3

5.5K 349 94
                                    

Arabanın kapısına ayağımı dayadım. Kızları evlere bırakırken, Ashton hâlâ 80'ler de yaşıyormuş gibi davranıyordu. Neymiş, onu kapıya kadar bırakacakmış. Elimdeki sigaranın küllerine baktım. İçim böyleydi. Paramparça. Her yer kül.

"Boynuzlar yakışmış."

Onun yüzünü tekmelemek istiyordum. "Tanrım, lütfen defol."

Gülerek elindeki bilgasayarı salladı. "Güzel işti Hood."

Senin işine...

"Bir daha görüşmeyelim Cassandra."

Bilgisayarını arkasına sallayarak bana, değiştiğini ortaya koyan o vücudunu sergiledi. "Belki kader bir kez daha bizi karşılaştırır, senin götünü tekmelemem için."

Parmaklarımın arasındaki sigarayı dudaklarıma yaklaştırdım. Kendimi öne atarak ona doğru yürümeye başladım. Tam önünde durdum. İri gözleri bana öylece bakıyordu. O saf, Cassandra gözlerimin önüne geldi. Bu değişim, kendi değildi. Dudaklarımı araladım ve sigara dumanını onun yüzüne üfledim. Ne diyebilirim ki? Derin bir nefes alırken, göğüsü yukarı doğru çıktı. Bakışları değişti.

Sigara dumanını içine çekmişti. Sadece bana baktı ve o zırhı giydi.
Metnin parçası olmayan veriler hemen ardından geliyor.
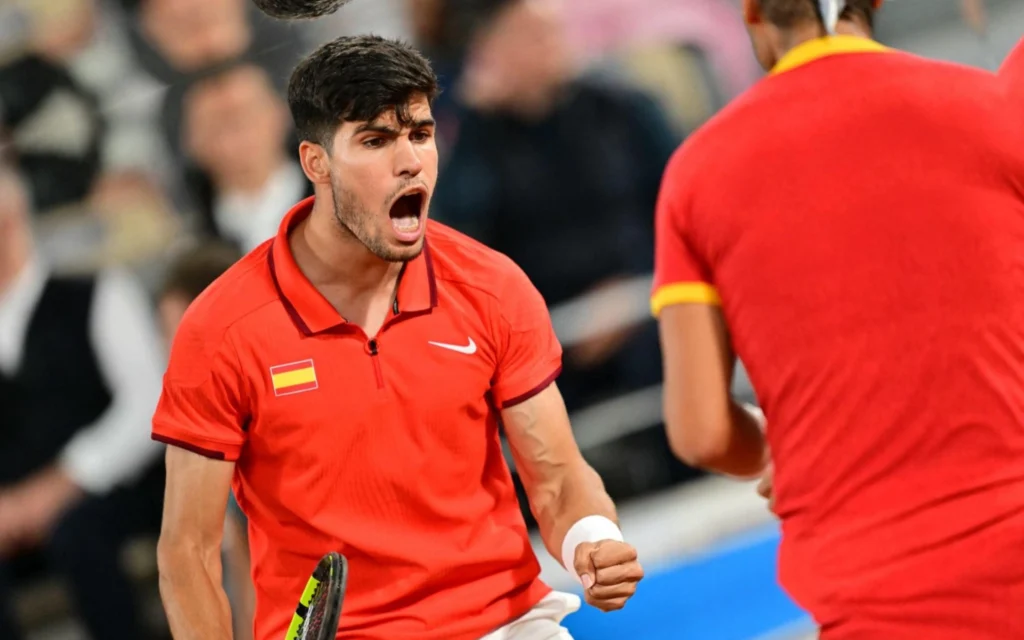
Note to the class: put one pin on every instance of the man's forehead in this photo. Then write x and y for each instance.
(389, 118)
Başkası gibi davrandı. "Acı çekişin hoşuma gidiyor."

Ona bir adım daha attım ve parmaklarımı ittirerek elimdeki sigarayı yere fırlattım. Yüzünde bir mimik dahi oynamadı. Benden korkmuyordu. Karşımda titreyen Cassandra yoktu. "Sen okulda bu kadar konuşan bir kız değildin."

"Ama sen hep pisliğin tekiydin."

Bana olan öfkesini kusmak istiyordu. Gülmemek için kendimi zor tuttum. "İnkâr etmedim."

Flora, Cassandra'yı çekiştirdi. Cassandra bana son kez baktı ve arkasını döndü. Ashton bana doğru geldi. Kulağıma eğildi.

"Bizi yalnız bırak."

Kafamı salladım ve ellerimi ceplerime sıkıştırdım. Arabaya doğru giderken, Ashton'ı ilk defa böyle görüyordum. Blair'e olan sevgim gibiydi. Onunla yalnız kalmak için ne kadar çok zaman kollardım. Arabanın kapısını düşünceli bir şekilde açtım ve içine oturdum. Parmaklarımı dolgun dudaklarımın üstüne koyup, çekiştirdim. Blair bunu bana neden yapmıştı? Ona sevdiğimi hissettiremedim mi? Ya da diğer o tüm saçma şeyleri yaptığımız için mi? Onu kampüsün ortasında öpmediğim veya onu hiç sinemaya götürmediğim için mi bunu yapmıştı? Kafamı geriye doğru attım.

Her şeyi yapmıştım.

Her şeyi.

Ashton aracın içine girdi. Yüzü gülüyordu. Ona doğru baktım. Onu ilk defa böyle görüyordum. "Flora denen kız, seni büyüledi ha?"

Bana baktı. "Bu kadar masum, iyi kalpli ve farklı bir kız olabilir mi?"

"Gerçekten etkilemiş."

Ashton kafasını salladı. Arabayı çalıştırırken konuştum. "İlk defa seni biri dövüşürken durdurdu."

Ashton saçlarına parmaklarını daldırdı. "O an hala Flora'nın yalvarışını hatırlıyorum, saçlarındaki vanilya kokusunu hatırlıyorum."

Ona baktım. Evet, kızgındım. Kalbim kırıktı fakat Ashton gerçekten, seviyor görünüyordu. Ya da etkileniyor. Blair için böyle hissedip hissetmediğimi sordum. Onun kokusunu hatırlayacak kadar dikkat etmemiştim. Yoksa benim ilgisizliğim için mi beni aldattı? Arabayı dalgın bir şekilde yola doğru sürdüm. Belki de benim hazmedemediğim tek şey beni aldatıyor oluşuydu.